Justice League of Arabia ?

Les 99, une équipe (presque) aussi nombreuse que son nom l'indique !
Les 99, une équipe (presque) aussi nombreuse que son nom l’indique !

Chez DC peu de réelles tentatives pour introduire des héros plus ou moins ouvertement musulmans depuis Muhammad X semblent tentées. Les personnages musulmans, ou du moins originaires de pays à majorité musulmane, ne manquent pas du côté des ennemis comme les classiques Ra’s al Ghul ou Black Adam, mais leur religion n’est jamais évoquée et dans ces cas-là on a affaire des personnages ayant sans doute dépassées leurs croyances depuis longtemps, le premier étant un mégalomane immortel et les suivants tirant leurs pouvoirs d’autres divinités.Toutefois, le changement va commencer à s’opérer dans une histoire qui titre ses racines dans une amitié, celle du légendaire editor-in-chief [3] Paul Levitz et Naif Al-Mutawa. Si le second nom n’évoque rien de prime abord au lecteur même chevronné de la Distinguée Concurrence il le sera plus à celui qui s’intéresse aux parutions en langues arabes. Depuis la montée des sentiments antimusulmans suite aux attentats du 11 septembre, Naif Al-Mutawa s’est donné comme but de redresser l’image de l’islam et de combattre les extrémismes, et plus particulièrement auprès des populations musulmanes elles-mêmes. Pour cela il invente The 99, un comic-book aux héros musulmans dont les pouvoirs sont basés sur les 99 noms et attributs d’Allah décrits dans le Coran. Si cette série est pensée en premier lieu pour un public musulman, elle a également comme but de faire le pont pour les amateurs de comics du monde entier, reprenant les ingrédients habituels du genre : superpouvoirs, noms de code, forces du Mal et même les costumes moulants colorés ! Si Naif Al-Mutawa est la véritable tête pensante et force motrice du projet qu’il lance via la société Teshkeel Media Group dont il est le PDG, il s’entoure de tous un panel de scénaristes et artistes chevronnés de l’industrie américaine que sont Fabian Nicieza, Stuart Moore, June Brigman, Dan Panosian, John McCrea, Ron Wagner, Sean Parsons et Monica Kubina. Les histoires de cette série ont tout ce qu’il y a de plus classique, lorgnant aussi bien du côté des X-Men, des Fantastic Four ou encore de la Justice League : ayant acquis des superpouvoirs liés aux 99 noms et attributs d’Allah via d’anciennes pierres mystiques appelées Noor, des jeunes gens sont rassemblées sous la tutelle de la figure bienveillante et socialement engagée du Docteur Ramzi pour affronter des menaces telles que Rughal, un terrible ennemi basé directement sur Oussama Ben Laden.
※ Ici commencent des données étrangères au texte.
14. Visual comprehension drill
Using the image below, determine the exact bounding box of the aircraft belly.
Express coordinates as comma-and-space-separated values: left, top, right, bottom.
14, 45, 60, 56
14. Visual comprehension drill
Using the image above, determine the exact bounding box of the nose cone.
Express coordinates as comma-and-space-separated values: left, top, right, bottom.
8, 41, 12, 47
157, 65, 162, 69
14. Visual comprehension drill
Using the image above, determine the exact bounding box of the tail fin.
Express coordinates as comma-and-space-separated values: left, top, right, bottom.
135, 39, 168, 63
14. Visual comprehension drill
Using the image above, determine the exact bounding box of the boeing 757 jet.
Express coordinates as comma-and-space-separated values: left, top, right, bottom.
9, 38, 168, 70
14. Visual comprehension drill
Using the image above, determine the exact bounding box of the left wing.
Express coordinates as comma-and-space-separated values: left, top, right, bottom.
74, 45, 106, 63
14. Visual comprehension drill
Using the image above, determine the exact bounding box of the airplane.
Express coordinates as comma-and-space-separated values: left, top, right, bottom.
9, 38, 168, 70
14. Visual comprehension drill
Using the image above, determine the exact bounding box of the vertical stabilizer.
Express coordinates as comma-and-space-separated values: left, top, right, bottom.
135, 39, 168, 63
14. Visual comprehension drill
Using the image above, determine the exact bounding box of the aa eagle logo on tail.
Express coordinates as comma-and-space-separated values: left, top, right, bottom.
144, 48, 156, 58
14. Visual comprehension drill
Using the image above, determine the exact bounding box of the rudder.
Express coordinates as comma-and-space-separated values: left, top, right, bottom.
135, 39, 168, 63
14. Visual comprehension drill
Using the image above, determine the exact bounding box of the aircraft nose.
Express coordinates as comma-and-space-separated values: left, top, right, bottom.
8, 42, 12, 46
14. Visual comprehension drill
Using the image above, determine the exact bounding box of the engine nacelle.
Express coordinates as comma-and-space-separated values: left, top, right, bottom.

Les 99 font la part belle à une certaine diversité dans ses rangs
Les 99 font la part belle à une certaine diversité de personnages dans ses rangs.

Si les inspirations religieuses sont clairement affichées, celles-ci relèvent finalement plus des vertus et conseils prodigués par la religion musulmane que par les dogmes en eux-mêmes, la lutte contre le Mal est physique mais aussi morale avec la mise en avant de vertus comme la générosité et la compassion ; on est finalement assez proche du processus ayant motivés la création des héros américains défendant des valeurs judéo-chrétienne qui certaines valeurs proches de celles des 99, rappelant par la même occasion les liens et bases communes des différentes religieux monothéistes. Cette série se paie même le luxe d’être plus égalitaires dans ses rangs que bons nombres d’équipes occidentales puisqu’on y retrouve une proportion à peu près similaire de membres masculins et féminins et que la diversité ethnique y est très variée. La question des divergences d’opinions au sein de l’islam est également abordée, comme dans l’exemple d’une héroïne yéménite portant une burqa, mais n’échappant pas pour autant au justaucorps moulant coloré dans la pure tradition super-héroïque, bien loin des restrictions vestimentaires que l’on pourrait s’attendre à voir dans une telle série. Lancée en 2006, la série continue toujours aujourd’hui à paraître dans le monde musulman et remporte un succès tel qu’en 2009 est ouvert au Koweit le premier des cinq parcs à thèmes basés sur elle a ouvert et que la célèbre société audio-visuel Endemol produit même une série animée depuis 2012 ! Aux États-Unis seuls les sept premiers numéros auront été traduits en 2007, mais le succès de la série est toutefois reconnu par le président Barrack Obama lui-même [4], louant le combat pour la tolérance de Naif Al-Mutawa lors d’un sommet sur l’entreprenariat [5].

JLA/The 99
Quand les icônes de l’Amériques rencontrent les héros du monde musulman !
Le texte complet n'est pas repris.